Gertrude Aldredge Shelburne | |
Birth Name: | Gertrude Terrell Aldredge |
Birth Date: | 1907 |
Birth Place: | Dallas, Texas, United States |
Death Date: | 1993 |
Death Place: | Dallas, Texas, United States |
Occupation: | Activist, philanthropist, and supporter of contraceptive rights |
Parents: | George Nathan Aldredge and Lilly Rowena (Munger) Aldredge |
Spouse: | Samuel Ainslie Shelburne |
Gertrude Aldredge Shelburne (1907-1993) was an American activist, philanthropist, and supporter of contraceptive rights from Dallas, Texas.[1] She was a member of the women's rights movement in Texas in the 1930s and '40s.[2]

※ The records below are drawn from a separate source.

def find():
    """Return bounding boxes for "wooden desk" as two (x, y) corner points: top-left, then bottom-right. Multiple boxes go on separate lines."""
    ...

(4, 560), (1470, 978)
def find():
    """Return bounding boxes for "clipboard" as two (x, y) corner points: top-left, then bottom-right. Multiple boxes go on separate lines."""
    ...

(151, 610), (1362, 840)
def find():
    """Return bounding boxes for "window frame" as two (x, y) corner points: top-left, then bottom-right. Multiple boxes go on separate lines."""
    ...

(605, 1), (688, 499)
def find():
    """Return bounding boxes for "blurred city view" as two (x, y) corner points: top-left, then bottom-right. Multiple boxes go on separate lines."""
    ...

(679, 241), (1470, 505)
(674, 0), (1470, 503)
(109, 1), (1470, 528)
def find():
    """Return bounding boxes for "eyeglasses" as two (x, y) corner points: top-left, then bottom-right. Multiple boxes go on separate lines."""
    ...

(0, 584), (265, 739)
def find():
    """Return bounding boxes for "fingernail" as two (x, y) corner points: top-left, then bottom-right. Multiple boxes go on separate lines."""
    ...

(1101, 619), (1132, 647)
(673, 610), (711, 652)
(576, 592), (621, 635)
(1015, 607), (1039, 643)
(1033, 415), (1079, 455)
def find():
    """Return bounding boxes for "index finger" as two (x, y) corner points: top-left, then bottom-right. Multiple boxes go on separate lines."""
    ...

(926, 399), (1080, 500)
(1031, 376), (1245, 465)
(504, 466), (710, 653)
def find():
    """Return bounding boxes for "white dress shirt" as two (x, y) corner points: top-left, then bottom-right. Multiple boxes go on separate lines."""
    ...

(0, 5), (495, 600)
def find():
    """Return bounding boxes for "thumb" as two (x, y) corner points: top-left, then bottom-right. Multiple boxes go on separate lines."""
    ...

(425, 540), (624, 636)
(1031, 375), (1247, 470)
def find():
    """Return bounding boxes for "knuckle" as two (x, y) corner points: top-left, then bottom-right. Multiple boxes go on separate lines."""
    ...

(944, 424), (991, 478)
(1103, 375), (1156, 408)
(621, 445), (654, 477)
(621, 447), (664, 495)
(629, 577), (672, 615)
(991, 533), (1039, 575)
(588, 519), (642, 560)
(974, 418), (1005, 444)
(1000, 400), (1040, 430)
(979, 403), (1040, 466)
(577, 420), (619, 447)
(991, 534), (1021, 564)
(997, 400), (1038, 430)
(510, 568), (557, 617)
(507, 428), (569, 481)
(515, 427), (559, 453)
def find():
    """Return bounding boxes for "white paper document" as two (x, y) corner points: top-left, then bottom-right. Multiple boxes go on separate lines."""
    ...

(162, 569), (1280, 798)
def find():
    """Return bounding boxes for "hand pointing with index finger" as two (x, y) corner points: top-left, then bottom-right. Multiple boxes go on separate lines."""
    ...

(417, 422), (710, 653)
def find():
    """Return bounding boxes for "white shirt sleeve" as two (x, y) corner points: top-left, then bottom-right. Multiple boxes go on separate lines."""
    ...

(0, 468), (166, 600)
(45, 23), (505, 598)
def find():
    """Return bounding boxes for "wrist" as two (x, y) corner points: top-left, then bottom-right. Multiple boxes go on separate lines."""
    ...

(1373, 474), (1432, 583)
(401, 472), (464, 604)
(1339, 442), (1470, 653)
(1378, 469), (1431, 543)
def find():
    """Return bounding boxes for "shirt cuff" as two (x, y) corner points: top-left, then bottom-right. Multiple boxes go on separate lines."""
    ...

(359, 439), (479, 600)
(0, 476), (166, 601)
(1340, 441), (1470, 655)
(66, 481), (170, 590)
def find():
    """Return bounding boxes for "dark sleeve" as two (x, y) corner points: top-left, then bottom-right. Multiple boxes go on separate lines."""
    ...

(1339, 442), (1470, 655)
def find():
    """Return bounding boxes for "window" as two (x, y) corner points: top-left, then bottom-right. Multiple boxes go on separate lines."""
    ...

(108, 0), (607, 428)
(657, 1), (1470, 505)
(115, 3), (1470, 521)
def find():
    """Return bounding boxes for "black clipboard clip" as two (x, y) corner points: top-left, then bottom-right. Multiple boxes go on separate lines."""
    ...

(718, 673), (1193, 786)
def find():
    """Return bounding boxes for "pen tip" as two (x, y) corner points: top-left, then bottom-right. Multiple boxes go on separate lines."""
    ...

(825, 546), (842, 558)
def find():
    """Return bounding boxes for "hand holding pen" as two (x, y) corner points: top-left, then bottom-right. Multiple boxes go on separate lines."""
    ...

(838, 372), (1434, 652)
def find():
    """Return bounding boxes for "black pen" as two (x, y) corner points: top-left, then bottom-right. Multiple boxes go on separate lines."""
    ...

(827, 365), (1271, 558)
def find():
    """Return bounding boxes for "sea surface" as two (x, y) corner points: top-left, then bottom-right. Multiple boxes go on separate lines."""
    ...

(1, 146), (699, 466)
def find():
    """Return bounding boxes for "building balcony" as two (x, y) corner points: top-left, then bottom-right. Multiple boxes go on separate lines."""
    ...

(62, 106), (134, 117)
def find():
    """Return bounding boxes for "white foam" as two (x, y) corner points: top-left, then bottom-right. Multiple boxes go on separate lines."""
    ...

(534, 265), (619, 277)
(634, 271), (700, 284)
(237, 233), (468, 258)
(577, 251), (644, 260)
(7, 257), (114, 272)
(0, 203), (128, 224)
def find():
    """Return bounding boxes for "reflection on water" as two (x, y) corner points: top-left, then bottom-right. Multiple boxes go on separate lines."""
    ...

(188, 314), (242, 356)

In 1933, Shelburne joined forces with "an unlikely group of Dallas socialites drawn into the fledgling movement [now] known as the Planned Parenthood Federation."[1] She and other Dallas-area women worked with Margaret Sanger to distribute contraceptives illicitly, with Sanger shipping diaphragms and condoms hidden in shirt boxes from New York for distribution to women in Texas.[3] At the time, anti-contraception laws were the norm in the United States, and sharing information about contraception was prohibited by Comstock laws in many parts of the country. Shipping birth control across state lines was also against the law at the time.[1]
In honor of her work to expand access to birth control in the Dallas area, Shelburne was made the eponym of a Greater Texas Planned Parenthood achievement award.[4] Texans lost the right to abortion when the Supreme Court overturned Roe v. Wade and Texas criminalized abortion.[5] However, the right to contraceptives and emergency contraception (Plan B) still stands, with costs usually covered by health insurance plans under the Affordable Care Act.[6]
Gertrude Terrell Aldredge (often referred to as Mrs. Samuel Shelburne) was born in Dallas, Texas in 1907, to George Nathan Aldredge and Lilly Rowena (Munger) Aldredge.[7] She was born into a wealthy and politically connected Dallas family, whose members included lawyers, judges, and bankers, as well as Dallas mayor Sawnie R. Aldredge (1921-23).[8] Shelburne's father George Aldredge was the director of Texaco for 30 years, and her mother, Rena Munger, also from a wealthy Dallas family, was the daughter of a cotton gin business owner and niece of Robert S. Munger, an early adopter of exclusionary neighborhood developments by way of restrictive deeds.[9]
She married Dr. Samuel Ainslie Shelburne.[10] They lived in Dallas and had three children: Samuel Ainslie Shelburne, Jr. (1934-2021), George Aldredge Shelburne (b. 1939), and Alice Shelburne Neild (b. 1941). The family spent summers at the Chautauqua Institution, an educational summer camp for families in upstate New York.[10] A life-long resident of Dallas, Shelburne passed away there in 1993 at the age of 85.